Inspecting ECR again, I found that the new image that was created was actually stored in us-east-2 (our default region) not us-east-1. It was also tagged with a different tag than the previous image (the new image was tagged with b6de8c97-b4bc-4c71-931a-40d8c7f1a3bc).

Ultimately there was an error in the cluster creation process and

ValueError: Unable to get security info, cluster status is unexpectedly STOPPED

was raised in the user Python session.

Digging a bit deeper, it turns out that while the cluster scheduler and workers tasks were launched in us-east-1, and attempting to pull their container image from our ECR in us-east-1, they were using the tag for the image in us-east-2. This mismatch resulted in a CannotPullContainerError error for the scheduler and worker tasks.

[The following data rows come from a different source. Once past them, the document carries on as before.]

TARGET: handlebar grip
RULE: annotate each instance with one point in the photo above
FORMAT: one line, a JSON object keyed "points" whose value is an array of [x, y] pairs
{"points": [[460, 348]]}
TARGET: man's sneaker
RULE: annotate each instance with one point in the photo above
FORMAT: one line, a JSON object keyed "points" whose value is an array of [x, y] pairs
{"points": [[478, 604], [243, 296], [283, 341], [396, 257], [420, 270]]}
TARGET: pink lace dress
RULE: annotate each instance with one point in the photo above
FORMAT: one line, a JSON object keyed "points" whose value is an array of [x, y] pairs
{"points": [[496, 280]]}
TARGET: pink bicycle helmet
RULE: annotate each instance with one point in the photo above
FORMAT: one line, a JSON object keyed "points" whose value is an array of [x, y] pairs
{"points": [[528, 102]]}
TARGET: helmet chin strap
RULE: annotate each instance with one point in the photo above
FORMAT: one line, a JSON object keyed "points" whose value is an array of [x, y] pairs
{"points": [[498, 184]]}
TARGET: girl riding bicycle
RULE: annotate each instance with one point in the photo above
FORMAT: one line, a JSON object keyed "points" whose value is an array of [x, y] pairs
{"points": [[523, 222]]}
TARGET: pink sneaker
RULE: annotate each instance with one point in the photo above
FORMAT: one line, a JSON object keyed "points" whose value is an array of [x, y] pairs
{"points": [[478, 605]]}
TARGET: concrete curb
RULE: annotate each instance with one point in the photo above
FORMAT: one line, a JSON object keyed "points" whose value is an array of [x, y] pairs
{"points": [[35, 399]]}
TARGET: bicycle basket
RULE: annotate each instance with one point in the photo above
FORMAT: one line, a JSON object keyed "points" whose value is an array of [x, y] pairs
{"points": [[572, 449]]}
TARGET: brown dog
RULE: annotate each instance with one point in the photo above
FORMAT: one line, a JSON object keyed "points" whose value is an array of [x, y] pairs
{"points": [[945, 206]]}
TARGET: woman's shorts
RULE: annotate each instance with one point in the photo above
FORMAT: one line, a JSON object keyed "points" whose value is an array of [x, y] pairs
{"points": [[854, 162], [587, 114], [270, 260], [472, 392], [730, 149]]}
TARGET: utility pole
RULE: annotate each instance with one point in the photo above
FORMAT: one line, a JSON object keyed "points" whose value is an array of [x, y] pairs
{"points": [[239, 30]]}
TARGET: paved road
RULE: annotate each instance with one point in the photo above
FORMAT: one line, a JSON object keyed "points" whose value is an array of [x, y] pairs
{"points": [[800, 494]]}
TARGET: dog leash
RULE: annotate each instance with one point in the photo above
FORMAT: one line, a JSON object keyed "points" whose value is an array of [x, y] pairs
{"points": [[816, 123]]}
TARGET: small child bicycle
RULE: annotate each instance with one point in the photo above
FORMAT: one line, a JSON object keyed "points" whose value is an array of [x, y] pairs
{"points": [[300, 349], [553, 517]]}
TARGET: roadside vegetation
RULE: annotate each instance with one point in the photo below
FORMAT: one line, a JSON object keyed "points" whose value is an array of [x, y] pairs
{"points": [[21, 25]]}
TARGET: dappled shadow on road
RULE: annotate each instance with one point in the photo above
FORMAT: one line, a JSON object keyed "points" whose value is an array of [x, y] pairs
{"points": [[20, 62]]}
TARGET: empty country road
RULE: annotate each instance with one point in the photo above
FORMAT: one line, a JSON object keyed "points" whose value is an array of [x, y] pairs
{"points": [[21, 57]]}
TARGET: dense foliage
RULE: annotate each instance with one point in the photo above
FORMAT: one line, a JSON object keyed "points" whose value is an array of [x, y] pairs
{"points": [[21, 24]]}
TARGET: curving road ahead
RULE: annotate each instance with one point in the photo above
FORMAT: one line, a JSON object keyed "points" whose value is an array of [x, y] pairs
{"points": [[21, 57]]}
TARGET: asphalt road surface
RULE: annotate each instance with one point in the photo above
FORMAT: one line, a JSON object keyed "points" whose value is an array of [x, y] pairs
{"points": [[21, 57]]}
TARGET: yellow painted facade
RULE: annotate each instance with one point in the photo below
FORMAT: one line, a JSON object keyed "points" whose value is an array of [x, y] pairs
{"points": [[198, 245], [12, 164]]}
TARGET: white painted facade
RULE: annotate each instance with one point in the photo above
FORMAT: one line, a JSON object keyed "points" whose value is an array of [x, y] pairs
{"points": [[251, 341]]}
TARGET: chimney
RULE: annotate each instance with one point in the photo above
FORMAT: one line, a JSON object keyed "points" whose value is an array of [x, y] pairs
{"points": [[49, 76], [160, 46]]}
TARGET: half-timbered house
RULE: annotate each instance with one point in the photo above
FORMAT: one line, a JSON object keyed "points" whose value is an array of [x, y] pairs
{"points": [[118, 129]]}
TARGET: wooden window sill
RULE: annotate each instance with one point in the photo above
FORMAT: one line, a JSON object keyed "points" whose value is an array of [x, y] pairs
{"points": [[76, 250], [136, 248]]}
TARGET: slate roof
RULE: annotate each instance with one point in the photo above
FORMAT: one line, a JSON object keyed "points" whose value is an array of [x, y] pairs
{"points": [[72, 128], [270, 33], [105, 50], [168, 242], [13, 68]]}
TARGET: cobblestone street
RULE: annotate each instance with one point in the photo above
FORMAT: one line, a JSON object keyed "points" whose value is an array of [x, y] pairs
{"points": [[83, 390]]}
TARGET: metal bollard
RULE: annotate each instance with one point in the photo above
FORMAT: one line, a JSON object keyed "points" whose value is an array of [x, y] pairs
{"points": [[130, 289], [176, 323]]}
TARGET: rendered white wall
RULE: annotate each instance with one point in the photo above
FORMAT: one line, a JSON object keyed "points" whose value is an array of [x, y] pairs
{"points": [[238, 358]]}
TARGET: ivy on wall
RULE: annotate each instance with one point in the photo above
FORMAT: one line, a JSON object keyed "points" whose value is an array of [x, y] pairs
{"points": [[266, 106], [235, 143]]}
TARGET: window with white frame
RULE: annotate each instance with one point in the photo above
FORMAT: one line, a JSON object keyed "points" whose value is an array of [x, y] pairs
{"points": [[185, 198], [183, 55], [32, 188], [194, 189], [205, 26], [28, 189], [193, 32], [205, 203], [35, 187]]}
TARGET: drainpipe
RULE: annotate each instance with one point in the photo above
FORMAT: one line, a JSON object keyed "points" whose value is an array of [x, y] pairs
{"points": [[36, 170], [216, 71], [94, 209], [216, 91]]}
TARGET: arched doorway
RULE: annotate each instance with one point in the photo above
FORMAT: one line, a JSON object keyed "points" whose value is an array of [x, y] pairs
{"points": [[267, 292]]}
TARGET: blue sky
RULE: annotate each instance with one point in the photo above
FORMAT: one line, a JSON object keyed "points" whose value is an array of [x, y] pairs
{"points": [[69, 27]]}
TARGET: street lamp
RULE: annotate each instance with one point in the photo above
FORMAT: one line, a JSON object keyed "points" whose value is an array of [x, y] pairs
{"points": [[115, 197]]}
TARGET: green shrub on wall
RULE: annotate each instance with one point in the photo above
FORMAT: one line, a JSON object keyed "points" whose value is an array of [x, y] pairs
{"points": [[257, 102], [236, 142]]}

dantheman39 commented 3 years ago

@marcosmoyano if you wouldn't mind, which PR did you say should fix this?

marcosmoyano commented 3 years ago

@dantheman39 https://github.com/coiled/cloud/pull/1427

marcosmoyano commented 3 years ago

@dantheman39 / @jrbourbeau I created a cluster configuration which is an extra step, but I could verify that the fix works. Closing. Please re-open if needed.

jrbourbeau commented 3 years ago

Re-opening as a signal to users that this is still an issue they may encounter (though we've fixed it internally and will be pushing out that fix soon)

jrbourbeau commented 3 years ago

Just confirmed this issue has been resolved with the new coiled 0.0.33 release. Thanks all!